It was a moment of sheer luck that historian and author Derek R. Whaley, while doing research for his own book, discovered the work of the late Ronald G. Powell.
Whaley owns local publishing company Zayante Publishing and is the author of the Santa Cruz Trains series, which documents the rise and fall of the railroading industry in Santa Cruz County. He’d been having a difficult time finding history of the Loma Prieta Branch that ran from Aptos through the Forest of Nisene Marks. So, he reached out to UC Santa Cruz Librarian Emeritus Stanley D. Stevens, who sent over a large PDF containing one of Powell’s manuscripts.

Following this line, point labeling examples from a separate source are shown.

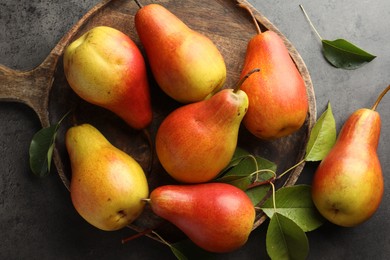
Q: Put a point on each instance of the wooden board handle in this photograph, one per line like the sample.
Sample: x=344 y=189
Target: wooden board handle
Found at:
x=33 y=87
x=28 y=87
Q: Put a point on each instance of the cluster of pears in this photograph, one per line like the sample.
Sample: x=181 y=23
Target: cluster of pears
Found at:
x=194 y=142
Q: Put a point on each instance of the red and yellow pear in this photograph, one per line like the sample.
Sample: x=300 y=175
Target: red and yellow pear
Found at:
x=347 y=186
x=218 y=217
x=196 y=141
x=277 y=95
x=106 y=68
x=107 y=185
x=186 y=64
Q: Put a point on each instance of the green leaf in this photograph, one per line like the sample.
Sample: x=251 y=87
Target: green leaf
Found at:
x=41 y=149
x=343 y=54
x=322 y=136
x=295 y=202
x=239 y=155
x=285 y=239
x=246 y=169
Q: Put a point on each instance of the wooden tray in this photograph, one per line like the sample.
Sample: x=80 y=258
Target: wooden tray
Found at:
x=47 y=92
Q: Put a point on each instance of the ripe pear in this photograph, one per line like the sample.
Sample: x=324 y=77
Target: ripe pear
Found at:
x=218 y=217
x=348 y=184
x=186 y=64
x=277 y=95
x=196 y=141
x=106 y=68
x=107 y=185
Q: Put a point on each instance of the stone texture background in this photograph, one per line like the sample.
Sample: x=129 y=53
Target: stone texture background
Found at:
x=37 y=220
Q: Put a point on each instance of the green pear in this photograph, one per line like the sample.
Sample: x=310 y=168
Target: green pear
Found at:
x=186 y=64
x=106 y=68
x=218 y=217
x=347 y=186
x=107 y=184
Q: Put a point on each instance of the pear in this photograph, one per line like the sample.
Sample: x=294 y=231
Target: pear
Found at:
x=186 y=64
x=106 y=68
x=347 y=186
x=218 y=217
x=277 y=95
x=107 y=184
x=196 y=141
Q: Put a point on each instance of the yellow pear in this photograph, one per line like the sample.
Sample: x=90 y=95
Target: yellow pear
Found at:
x=107 y=184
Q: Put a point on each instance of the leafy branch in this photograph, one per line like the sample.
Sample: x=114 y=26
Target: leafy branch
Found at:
x=341 y=53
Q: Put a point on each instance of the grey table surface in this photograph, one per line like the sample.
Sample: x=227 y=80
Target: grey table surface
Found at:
x=37 y=220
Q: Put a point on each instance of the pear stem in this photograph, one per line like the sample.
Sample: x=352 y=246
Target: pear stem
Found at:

“I was like, ‘What is this thing?’” Whaley said. “Powell was so incredibly thorough, so detailed. I was like, ‘This is crazy!’ And I immediately asked Stanley for more.”
“The Reign of the Lumber Barons” chronicles the golden age of the lumber industry in the hills above Aptos and Corralitos at the end of the 19th century. Through first-hand accounts, newspaper clippings, and more, the text examines how tens of thousands of old-growth trees were systematically harvested to use in the development of the Bay Area, starting in the 1860s.

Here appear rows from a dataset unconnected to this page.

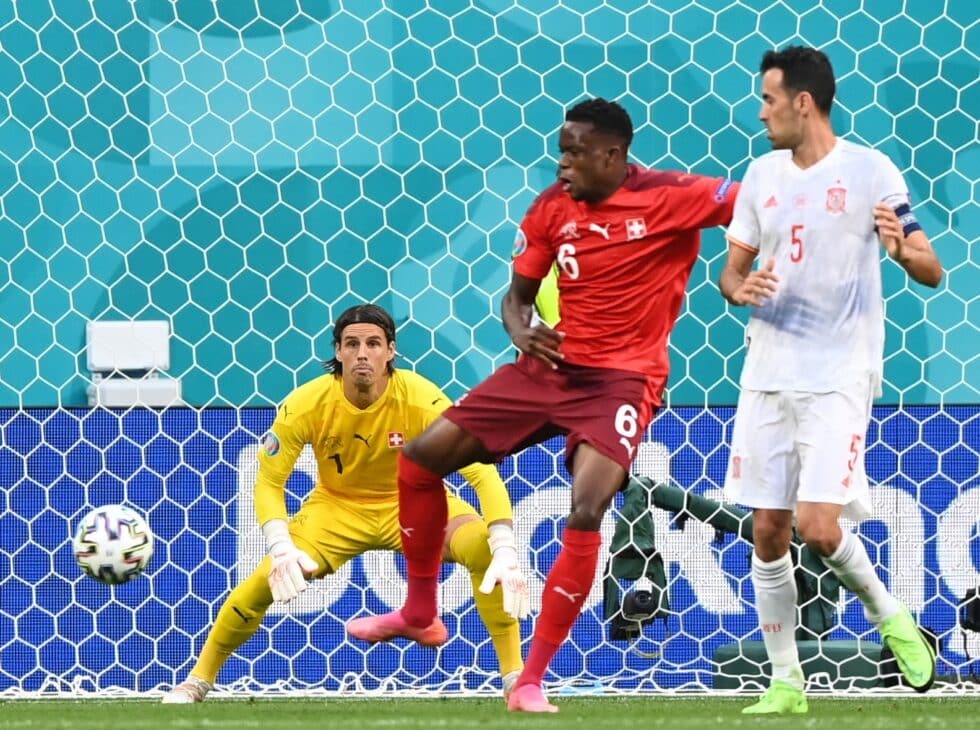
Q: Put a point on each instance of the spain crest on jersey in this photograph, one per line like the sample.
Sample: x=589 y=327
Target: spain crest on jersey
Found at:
x=836 y=200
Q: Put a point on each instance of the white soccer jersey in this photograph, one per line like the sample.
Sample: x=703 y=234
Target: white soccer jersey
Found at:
x=824 y=328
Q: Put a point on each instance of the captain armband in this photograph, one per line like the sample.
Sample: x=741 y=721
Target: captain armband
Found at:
x=907 y=218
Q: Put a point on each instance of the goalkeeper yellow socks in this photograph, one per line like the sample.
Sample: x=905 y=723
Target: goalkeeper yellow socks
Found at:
x=237 y=620
x=469 y=548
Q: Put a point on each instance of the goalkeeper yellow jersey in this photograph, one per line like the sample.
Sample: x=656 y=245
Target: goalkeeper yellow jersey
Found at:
x=356 y=449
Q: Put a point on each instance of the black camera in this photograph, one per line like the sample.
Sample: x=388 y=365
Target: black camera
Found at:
x=642 y=602
x=970 y=610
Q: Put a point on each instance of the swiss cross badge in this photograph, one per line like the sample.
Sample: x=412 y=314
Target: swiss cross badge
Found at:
x=635 y=228
x=836 y=200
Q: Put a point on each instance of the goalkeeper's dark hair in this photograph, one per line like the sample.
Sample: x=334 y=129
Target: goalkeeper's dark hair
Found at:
x=361 y=314
x=607 y=117
x=804 y=69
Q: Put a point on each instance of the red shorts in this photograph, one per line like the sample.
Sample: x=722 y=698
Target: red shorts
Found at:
x=527 y=402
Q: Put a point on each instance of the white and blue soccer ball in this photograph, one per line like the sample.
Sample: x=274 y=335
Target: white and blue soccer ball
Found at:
x=113 y=544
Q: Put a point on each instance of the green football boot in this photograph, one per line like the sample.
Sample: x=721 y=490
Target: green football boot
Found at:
x=913 y=653
x=782 y=698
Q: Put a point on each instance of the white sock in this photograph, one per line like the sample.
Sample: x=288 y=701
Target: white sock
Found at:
x=775 y=600
x=850 y=562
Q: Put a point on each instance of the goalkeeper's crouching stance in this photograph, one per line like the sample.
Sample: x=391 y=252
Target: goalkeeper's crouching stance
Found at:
x=357 y=418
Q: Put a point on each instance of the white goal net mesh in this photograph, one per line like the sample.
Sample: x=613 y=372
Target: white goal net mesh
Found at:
x=246 y=169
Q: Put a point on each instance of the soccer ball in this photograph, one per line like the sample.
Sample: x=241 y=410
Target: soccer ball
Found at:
x=113 y=544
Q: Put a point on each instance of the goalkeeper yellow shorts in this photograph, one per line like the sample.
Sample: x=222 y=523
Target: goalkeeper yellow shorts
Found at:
x=339 y=528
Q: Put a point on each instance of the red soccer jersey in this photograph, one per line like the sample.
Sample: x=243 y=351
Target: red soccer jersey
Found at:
x=623 y=263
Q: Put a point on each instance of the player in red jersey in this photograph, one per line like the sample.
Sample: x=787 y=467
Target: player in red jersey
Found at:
x=625 y=239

Powell, a historian and author himself, was often found in the UCSC library in the 1980s and ‘90s, poring over maps and texts, compiling histories as he went. The manuscript was intended to be part of Powell’s history series about Martina Castro’s Rancho Soquel Augmentation, a Mexican land grant given in 1833 that covers present-day Santa Cruz County.
Whaley, who in 2014 had just moved to New Zealand to work on his PhD in Late Medieval French Chronicles, saw an opportunity to preserve Powell’s work and do research for his own book.
“What Powell wrote was a chronicle, which is what I’d been working on for the past four years for my thesis,” Whaley explained. “And here’s a guy who did it 30 years ago, about Santa Cruz history.”
Whaley published the first of Powell’s manuscripts as “The Tragedy of Martina Castro” last year, focused primarily on mid-county history. “The Reign of the Lumber Barons” uncovers stories of people living in the logging towns in places such as Loma Prieta and Valencia, pulling in history from Aptos, Corralitos and parts of Watsonville.